Cyclerion Therapeutics, Inc. participated in a webinar hosted by the United Mitochondrial Disease Foundation (UMDF). The Company shared additional positive clinical data from its signal-seeking study of CY6463, a first-in-class, CNS-penetrant sGC stimulator, in patients with Mitochondrial Encephalomyopathy, Lactic Acidosis and Stroke-like episodes (MELAS). Data from the 8-participant, open-label study demonstrate CY6463 was well tolerated, with no reports of serious adverse events (SAEs) or treatment discontinuation due to adverse events (AEs), and showed improvements across multiple mitochondrial disease-associated biomarkers, inflammatory biomarkers, cerebral blood flow, and functional connectivity between neural networks.

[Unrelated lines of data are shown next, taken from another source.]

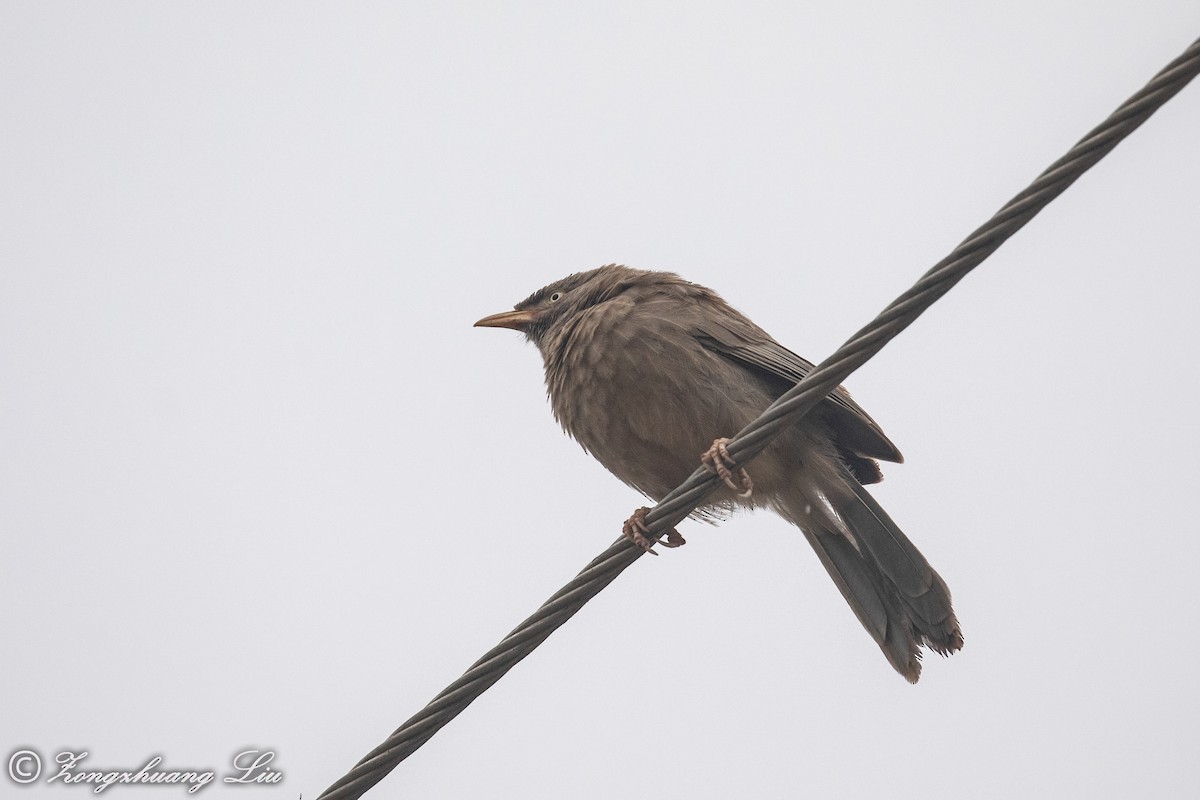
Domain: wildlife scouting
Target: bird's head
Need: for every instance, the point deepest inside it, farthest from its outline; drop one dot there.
(549, 311)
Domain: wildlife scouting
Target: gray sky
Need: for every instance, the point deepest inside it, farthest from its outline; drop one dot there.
(264, 486)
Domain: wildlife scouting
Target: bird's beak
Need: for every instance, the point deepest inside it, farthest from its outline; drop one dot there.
(517, 320)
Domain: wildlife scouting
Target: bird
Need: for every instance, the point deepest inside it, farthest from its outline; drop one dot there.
(648, 372)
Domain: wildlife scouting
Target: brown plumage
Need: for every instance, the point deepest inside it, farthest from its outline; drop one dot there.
(646, 370)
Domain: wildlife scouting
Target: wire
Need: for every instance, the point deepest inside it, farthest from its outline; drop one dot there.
(781, 414)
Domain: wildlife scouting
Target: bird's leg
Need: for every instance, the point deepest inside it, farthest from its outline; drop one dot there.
(635, 529)
(718, 459)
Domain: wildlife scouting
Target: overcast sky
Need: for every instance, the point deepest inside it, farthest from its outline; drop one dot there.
(263, 486)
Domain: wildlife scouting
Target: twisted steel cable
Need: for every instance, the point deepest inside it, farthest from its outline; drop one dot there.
(783, 413)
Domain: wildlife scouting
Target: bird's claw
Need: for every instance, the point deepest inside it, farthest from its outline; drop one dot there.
(636, 530)
(718, 459)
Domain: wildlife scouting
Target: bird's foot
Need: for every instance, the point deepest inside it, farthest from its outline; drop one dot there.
(718, 459)
(635, 529)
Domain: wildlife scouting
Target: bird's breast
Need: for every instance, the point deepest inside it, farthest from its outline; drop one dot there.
(645, 397)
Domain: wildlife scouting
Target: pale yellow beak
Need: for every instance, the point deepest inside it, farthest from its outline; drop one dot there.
(515, 319)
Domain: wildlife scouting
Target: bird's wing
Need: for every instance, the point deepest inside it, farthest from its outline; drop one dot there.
(750, 346)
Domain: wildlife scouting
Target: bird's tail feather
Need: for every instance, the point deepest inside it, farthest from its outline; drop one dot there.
(898, 597)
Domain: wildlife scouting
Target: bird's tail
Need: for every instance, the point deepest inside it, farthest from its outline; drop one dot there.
(898, 597)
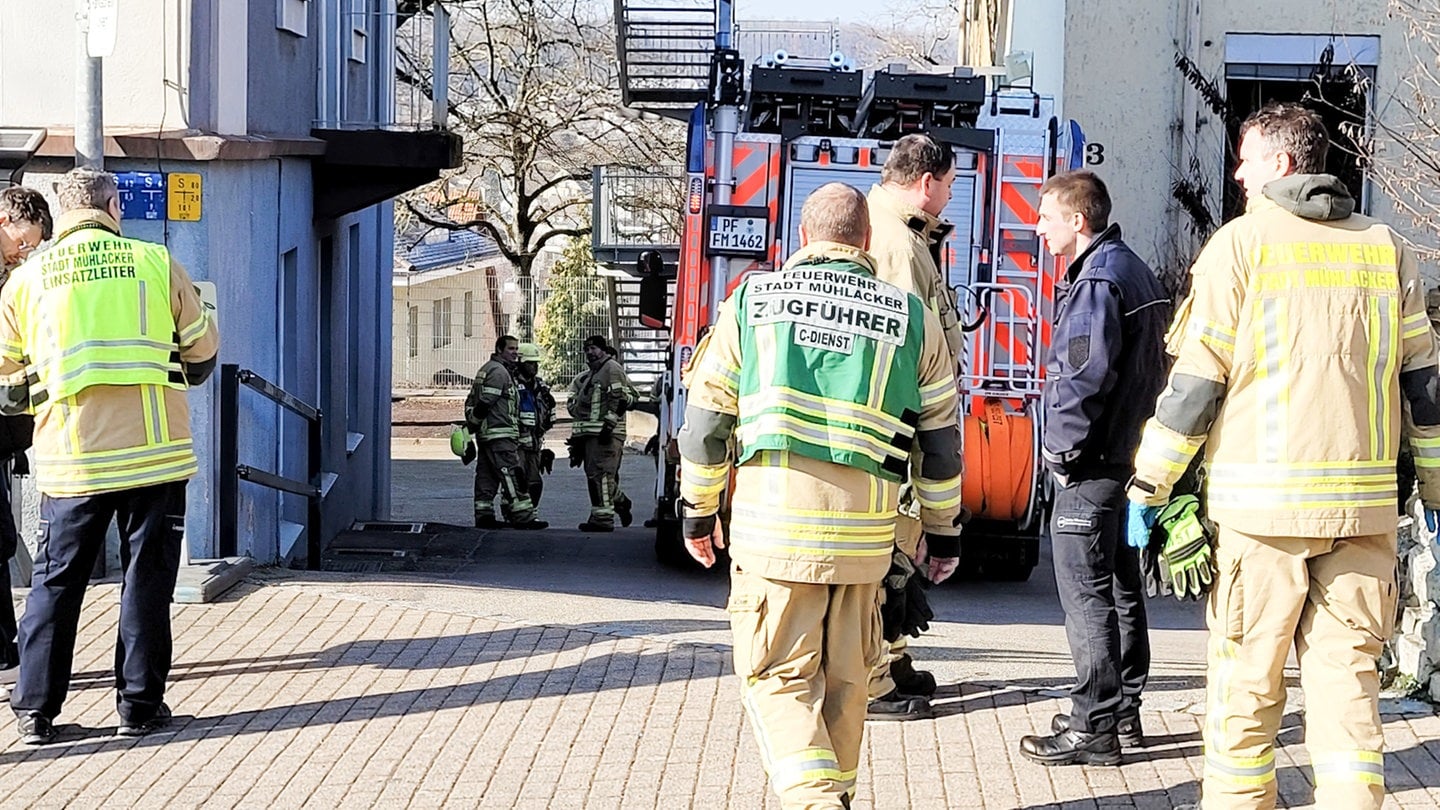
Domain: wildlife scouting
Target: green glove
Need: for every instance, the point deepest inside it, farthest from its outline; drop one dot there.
(1187, 561)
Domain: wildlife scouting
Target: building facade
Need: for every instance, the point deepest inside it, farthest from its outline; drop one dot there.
(1159, 91)
(270, 126)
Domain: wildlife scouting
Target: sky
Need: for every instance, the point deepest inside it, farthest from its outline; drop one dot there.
(843, 10)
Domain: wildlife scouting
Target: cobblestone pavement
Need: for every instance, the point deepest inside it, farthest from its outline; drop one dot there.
(336, 691)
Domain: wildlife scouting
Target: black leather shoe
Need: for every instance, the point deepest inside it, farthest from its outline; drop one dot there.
(896, 706)
(140, 728)
(1128, 728)
(1072, 747)
(35, 728)
(910, 681)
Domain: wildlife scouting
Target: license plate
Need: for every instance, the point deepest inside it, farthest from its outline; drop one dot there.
(738, 234)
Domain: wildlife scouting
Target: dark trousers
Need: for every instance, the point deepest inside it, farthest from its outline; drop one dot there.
(1099, 581)
(9, 544)
(72, 535)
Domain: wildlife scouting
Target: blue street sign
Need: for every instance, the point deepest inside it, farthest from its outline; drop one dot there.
(141, 195)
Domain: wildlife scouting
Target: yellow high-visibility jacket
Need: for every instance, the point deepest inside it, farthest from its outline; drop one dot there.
(1303, 333)
(804, 519)
(107, 384)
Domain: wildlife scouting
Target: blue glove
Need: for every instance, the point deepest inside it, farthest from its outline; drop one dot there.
(1138, 522)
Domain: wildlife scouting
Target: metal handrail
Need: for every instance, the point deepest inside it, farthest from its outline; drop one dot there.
(232, 472)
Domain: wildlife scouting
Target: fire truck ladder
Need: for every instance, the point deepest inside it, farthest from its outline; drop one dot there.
(664, 49)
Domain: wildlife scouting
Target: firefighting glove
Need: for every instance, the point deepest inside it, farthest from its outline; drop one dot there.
(1187, 561)
(1139, 519)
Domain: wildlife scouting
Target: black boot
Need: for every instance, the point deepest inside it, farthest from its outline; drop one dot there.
(1128, 728)
(1072, 747)
(910, 681)
(896, 706)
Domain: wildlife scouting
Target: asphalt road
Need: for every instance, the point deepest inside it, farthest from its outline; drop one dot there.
(1008, 633)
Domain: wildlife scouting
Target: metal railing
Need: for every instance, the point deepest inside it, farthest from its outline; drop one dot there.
(232, 378)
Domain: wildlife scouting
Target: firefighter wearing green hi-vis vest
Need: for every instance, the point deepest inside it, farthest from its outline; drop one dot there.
(100, 339)
(818, 388)
(493, 417)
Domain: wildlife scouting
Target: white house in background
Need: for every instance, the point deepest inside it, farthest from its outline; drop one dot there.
(454, 294)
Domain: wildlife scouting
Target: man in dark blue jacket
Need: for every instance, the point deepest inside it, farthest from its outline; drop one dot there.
(1105, 372)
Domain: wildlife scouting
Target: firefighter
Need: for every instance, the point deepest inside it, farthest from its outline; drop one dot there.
(25, 222)
(598, 407)
(100, 337)
(1302, 343)
(536, 420)
(817, 483)
(905, 209)
(1110, 317)
(493, 415)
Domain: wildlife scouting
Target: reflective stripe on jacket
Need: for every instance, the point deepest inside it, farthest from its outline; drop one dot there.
(113, 425)
(807, 519)
(493, 405)
(1293, 349)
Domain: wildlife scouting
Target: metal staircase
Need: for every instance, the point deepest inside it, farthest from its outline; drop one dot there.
(644, 352)
(664, 52)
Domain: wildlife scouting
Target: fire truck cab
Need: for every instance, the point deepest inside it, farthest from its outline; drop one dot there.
(763, 137)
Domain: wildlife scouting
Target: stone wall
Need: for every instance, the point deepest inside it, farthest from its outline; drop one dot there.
(1411, 659)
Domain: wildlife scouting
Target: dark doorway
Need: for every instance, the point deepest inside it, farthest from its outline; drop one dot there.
(1337, 92)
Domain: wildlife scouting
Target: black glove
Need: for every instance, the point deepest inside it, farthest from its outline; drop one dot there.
(1152, 567)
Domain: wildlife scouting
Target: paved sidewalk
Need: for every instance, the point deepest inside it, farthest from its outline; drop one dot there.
(333, 691)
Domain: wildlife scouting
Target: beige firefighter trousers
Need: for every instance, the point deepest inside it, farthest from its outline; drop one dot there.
(1335, 603)
(804, 653)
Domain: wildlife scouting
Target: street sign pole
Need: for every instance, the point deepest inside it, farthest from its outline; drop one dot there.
(95, 39)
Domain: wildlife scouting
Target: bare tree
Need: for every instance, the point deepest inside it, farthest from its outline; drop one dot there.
(919, 32)
(1401, 150)
(534, 95)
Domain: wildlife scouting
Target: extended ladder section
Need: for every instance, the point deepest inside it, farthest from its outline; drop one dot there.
(664, 49)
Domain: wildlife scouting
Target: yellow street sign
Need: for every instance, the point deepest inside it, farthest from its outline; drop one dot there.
(183, 196)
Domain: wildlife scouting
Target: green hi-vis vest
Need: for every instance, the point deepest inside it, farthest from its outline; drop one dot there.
(831, 358)
(98, 313)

The webinar included MELAS and mitochondrial disease community insights from Philip Yeske, Ph.D., Science & Alliance Officer of UMDF, and the perspective of MELAS clinician-researcher, Amel Karaa, M.D., Assistant Professor and Director of the Mitochondrial Disease Program and Lysosomal Disorders Program at Harvard Medical School and Massachusetts General Hospital, and recent president of the Mitochondrial Medicine Society, on the implications and potential impact of these data for patients with MELAS. Mitochondrial Encephalomyopathy, Lactic Acidosis, and Stroke-like episodes (MELAS) is one of the most complex orphan diseases affecting multiple organ systems, including the CNS, with different degrees of severity, and no approved therapies. MELAS is caused by some of the most common mitochondrial DNA mutations affecting the mitochondrial tRNA, and results in large clusters of familial cases of primary mitochondrial diseases (PMD).?It is estimated that about 1 in 4,300 individuals has a mitochondrial disease, and ~80% of individuals with mitochondrial disease have CNS symptoms. The unmet need in MELAS is immense, symptoms can affect virtually any organ and cause intense fatigue, muscle weakness, and pain in addition to neurological manifestations.?Life expectancy is estimated at ~17 years from onset of CNS symptoms.?The disease impedes the individual's ability to live independently, leads to social isolation, and overall reduced quality of life.

CY6463 is the first CNS-penetrant sGC stimulator to be developed as a symptomatic and potentially disease-modifying therapy for serious CNS diseases. The nitric oxide (NO)-soluble guanylate cyclase (sGC)-cyclic guanosine monophosphate (cGMP) signaling pathway is a fundamental mechanism that precisely controls key aspects of physiology throughout the body. In the CNS, the NO-sGC-cGMP pathway regulates diverse and critical biological functions including neuronal function, neuroinflammation, cellular bioenergetics, and vascular dynamics.

Although it has been successfully targeted with several drugs in the periphery, this mechanism has yet to be fully leveraged therapeutically in the CNS, where impaired NO-sGC-cGMP signaling is believed to play an important role in the pathogenesis of many neurodegenerative and neuropsychiatric diseases and other disorders associated with cognitive impairment. As an sGC stimulator, CY6463 acts as a positive allosteric modulator to sensitize the sGC enzyme to NO, increase the production of cGMP, and thereby amplify endogenous NO signaling. By compensating for deficient NO-sGC-cGMP signaling, CY6463 and other sGC stimulators may have broad therapeutic potential as a treatment to improve cognition and function in people with serious CNS diseases.